Abstract Background Despite complete resection, 20%-50% of patients with localized renal cell carcinoma (RCC) experience recurrence within 5 years. Accurate assessment of prognosis in high-risk ...patients would aid in improving outcomes. Here we evaluate the use of circulating tumor DNA (ctDNA) in RCC using banked samples and clinical data from a single institution. Methods The cohort consisted of 45 RCC patients (≥pT1b) who underwent complete resection. The presence of ctDNA in plasma was determined using a personalized, tumor-informed ctDNA assay (Signatera RUO, Natera, Inc.). Relationships with outcomes and other relevant clinical variables were assessed. The median follow-up was 62 months. Results Plasma ctDNA was detected in 18 out of 36 patients (50%) pre-operatively and was associated with increased tumor size (mean 9.3 cm vs. 7.0 cm, P < .05) and high Fuhrman grade (60% grades III-IV vs 27% grade II, P = .07).

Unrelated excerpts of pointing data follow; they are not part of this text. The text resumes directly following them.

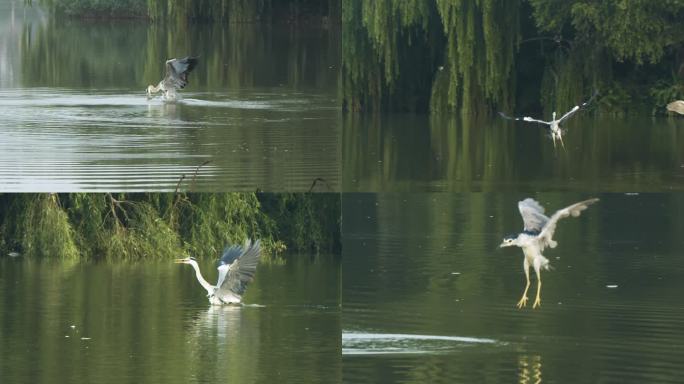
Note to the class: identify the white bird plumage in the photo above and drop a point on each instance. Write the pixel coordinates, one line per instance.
(538, 234)
(236, 269)
(176, 77)
(554, 125)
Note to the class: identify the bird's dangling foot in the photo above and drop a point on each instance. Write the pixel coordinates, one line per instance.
(522, 302)
(537, 302)
(562, 144)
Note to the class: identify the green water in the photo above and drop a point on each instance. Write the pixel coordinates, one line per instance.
(429, 297)
(151, 322)
(403, 153)
(261, 106)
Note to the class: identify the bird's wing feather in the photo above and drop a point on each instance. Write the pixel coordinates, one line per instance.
(223, 271)
(241, 271)
(509, 117)
(177, 71)
(531, 120)
(570, 113)
(546, 235)
(533, 215)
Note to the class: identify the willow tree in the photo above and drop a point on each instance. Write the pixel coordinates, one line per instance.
(482, 39)
(386, 48)
(632, 50)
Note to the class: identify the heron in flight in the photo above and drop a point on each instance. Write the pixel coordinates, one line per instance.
(537, 234)
(236, 269)
(554, 125)
(676, 106)
(176, 78)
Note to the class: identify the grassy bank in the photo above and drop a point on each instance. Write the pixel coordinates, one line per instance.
(165, 225)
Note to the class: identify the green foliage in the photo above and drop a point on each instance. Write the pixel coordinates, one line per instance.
(185, 10)
(162, 226)
(469, 52)
(637, 30)
(308, 221)
(98, 8)
(37, 225)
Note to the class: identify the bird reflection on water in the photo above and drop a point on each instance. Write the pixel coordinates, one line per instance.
(530, 369)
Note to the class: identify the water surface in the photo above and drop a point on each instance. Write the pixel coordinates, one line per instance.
(151, 322)
(261, 107)
(429, 297)
(399, 152)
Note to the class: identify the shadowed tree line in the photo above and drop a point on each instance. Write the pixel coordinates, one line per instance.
(128, 53)
(270, 11)
(479, 56)
(164, 225)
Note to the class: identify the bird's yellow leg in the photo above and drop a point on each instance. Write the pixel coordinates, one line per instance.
(561, 140)
(523, 300)
(537, 299)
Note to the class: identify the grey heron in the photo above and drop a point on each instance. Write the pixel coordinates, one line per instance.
(676, 106)
(236, 269)
(554, 124)
(537, 234)
(176, 77)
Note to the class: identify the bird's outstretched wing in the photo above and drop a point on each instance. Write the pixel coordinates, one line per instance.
(177, 71)
(533, 215)
(578, 107)
(531, 120)
(526, 118)
(236, 274)
(546, 235)
(505, 116)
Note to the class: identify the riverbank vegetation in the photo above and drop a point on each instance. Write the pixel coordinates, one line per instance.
(165, 225)
(231, 11)
(480, 56)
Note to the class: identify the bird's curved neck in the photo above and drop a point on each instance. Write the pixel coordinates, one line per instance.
(200, 278)
(154, 89)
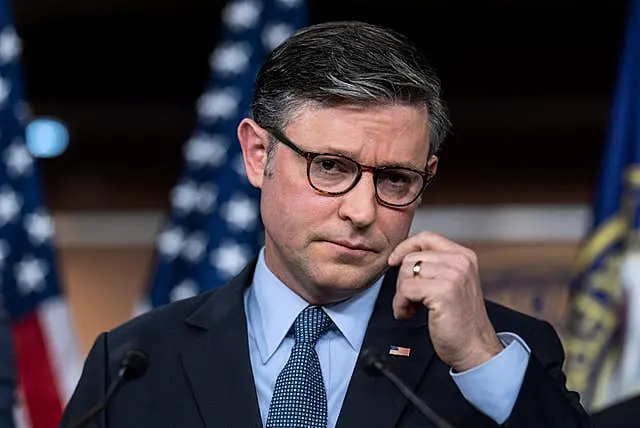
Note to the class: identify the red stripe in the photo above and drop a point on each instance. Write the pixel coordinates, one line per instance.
(35, 374)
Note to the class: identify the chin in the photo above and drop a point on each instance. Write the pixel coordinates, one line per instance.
(345, 280)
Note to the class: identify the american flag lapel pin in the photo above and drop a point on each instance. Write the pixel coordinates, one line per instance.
(399, 351)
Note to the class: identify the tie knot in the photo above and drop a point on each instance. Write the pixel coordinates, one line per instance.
(311, 324)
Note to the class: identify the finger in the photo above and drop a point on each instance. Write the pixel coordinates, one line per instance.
(411, 294)
(422, 241)
(428, 270)
(459, 262)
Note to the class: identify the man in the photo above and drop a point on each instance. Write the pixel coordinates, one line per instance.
(346, 122)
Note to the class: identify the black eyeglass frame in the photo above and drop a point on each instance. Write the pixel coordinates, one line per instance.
(426, 174)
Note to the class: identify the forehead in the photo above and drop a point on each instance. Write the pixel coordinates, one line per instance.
(384, 133)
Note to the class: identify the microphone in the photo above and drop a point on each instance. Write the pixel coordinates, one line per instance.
(374, 365)
(133, 365)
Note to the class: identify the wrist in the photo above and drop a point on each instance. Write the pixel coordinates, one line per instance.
(479, 355)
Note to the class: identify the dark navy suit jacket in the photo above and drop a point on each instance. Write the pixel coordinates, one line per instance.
(200, 375)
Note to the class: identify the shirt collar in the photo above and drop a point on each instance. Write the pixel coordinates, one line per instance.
(277, 307)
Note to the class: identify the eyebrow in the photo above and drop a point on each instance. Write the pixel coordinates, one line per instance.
(392, 164)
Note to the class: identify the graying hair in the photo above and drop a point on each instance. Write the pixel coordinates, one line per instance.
(343, 63)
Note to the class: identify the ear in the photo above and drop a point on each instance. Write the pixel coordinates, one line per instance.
(432, 165)
(254, 142)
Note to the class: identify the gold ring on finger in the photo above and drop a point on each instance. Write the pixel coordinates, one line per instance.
(417, 267)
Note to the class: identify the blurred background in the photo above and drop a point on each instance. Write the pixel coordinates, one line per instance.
(531, 86)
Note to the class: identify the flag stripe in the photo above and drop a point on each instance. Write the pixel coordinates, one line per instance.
(59, 338)
(35, 373)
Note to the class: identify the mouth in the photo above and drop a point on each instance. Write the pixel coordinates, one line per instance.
(353, 246)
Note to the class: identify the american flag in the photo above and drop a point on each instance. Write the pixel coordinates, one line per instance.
(399, 351)
(47, 361)
(215, 227)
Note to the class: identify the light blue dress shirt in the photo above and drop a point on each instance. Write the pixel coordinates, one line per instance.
(271, 309)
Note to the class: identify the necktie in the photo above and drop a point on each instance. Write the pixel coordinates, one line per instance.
(299, 398)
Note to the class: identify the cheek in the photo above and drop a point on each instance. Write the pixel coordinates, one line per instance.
(395, 225)
(293, 207)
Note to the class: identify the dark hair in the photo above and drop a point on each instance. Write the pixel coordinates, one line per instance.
(338, 63)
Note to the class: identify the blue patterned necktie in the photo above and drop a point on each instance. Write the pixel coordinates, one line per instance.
(299, 398)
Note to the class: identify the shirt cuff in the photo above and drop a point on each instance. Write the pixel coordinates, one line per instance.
(493, 386)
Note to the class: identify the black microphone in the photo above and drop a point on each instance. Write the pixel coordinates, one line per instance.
(374, 365)
(133, 365)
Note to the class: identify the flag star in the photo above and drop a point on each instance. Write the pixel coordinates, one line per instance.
(188, 196)
(202, 150)
(10, 45)
(39, 226)
(184, 197)
(18, 159)
(273, 35)
(219, 104)
(5, 249)
(230, 58)
(10, 205)
(30, 275)
(230, 258)
(207, 197)
(240, 212)
(184, 290)
(194, 246)
(5, 90)
(241, 15)
(169, 242)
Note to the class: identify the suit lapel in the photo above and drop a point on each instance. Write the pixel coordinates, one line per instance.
(217, 361)
(374, 401)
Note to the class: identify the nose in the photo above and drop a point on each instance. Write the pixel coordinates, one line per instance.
(359, 205)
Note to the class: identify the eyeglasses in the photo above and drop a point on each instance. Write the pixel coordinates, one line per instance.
(335, 174)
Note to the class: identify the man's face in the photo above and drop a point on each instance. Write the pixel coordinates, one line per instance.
(327, 248)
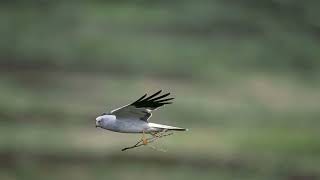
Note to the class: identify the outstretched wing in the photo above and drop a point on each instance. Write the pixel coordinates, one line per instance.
(141, 109)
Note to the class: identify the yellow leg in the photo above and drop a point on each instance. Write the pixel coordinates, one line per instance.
(144, 140)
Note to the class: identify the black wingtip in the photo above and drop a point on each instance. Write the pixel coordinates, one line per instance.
(153, 101)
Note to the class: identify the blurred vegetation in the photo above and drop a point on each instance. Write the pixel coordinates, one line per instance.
(245, 75)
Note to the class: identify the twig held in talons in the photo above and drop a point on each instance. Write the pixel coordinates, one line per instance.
(149, 140)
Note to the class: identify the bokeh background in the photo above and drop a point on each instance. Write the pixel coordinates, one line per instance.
(245, 75)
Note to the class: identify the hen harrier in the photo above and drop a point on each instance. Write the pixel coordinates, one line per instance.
(134, 118)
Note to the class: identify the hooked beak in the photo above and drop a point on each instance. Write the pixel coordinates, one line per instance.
(98, 119)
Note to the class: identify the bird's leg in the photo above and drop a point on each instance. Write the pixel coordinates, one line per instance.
(144, 140)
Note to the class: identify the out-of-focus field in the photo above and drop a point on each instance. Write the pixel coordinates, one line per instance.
(245, 77)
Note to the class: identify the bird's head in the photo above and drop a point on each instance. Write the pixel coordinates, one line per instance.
(103, 119)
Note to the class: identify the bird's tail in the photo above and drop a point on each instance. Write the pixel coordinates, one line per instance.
(161, 126)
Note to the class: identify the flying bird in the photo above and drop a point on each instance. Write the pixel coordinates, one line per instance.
(134, 118)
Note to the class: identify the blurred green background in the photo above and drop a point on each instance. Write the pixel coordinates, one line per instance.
(245, 75)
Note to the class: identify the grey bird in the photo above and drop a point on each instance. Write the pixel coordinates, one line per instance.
(134, 117)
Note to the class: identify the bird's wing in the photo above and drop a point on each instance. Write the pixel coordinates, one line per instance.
(141, 109)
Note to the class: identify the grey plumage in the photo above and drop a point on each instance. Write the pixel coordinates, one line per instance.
(134, 117)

The presence of ctDNA, either pre-operatively or at any time post-operatively, was associated with inferior relapse-free survival (HR = 2.70, P = .046; HR = 3.23, P = .003, respectively). Among patients who were ctDNA positive at any time point, the sensitivity of relapse prediction was 84% with a PPV of 90%. Of note, ctDNA positivity at a post-surgical time point revealed a PPV of 100% and NPV of 64%. The lack of ctDNA detection at both time points yielded an NPV of 80%. Conclusions Detection of plasma ctDNA using a personalized assay is prognostic of recurrence in patients with resected RCC. Herein, we describe a successful approach for its application and identify potential limitations to be addressed in future studies.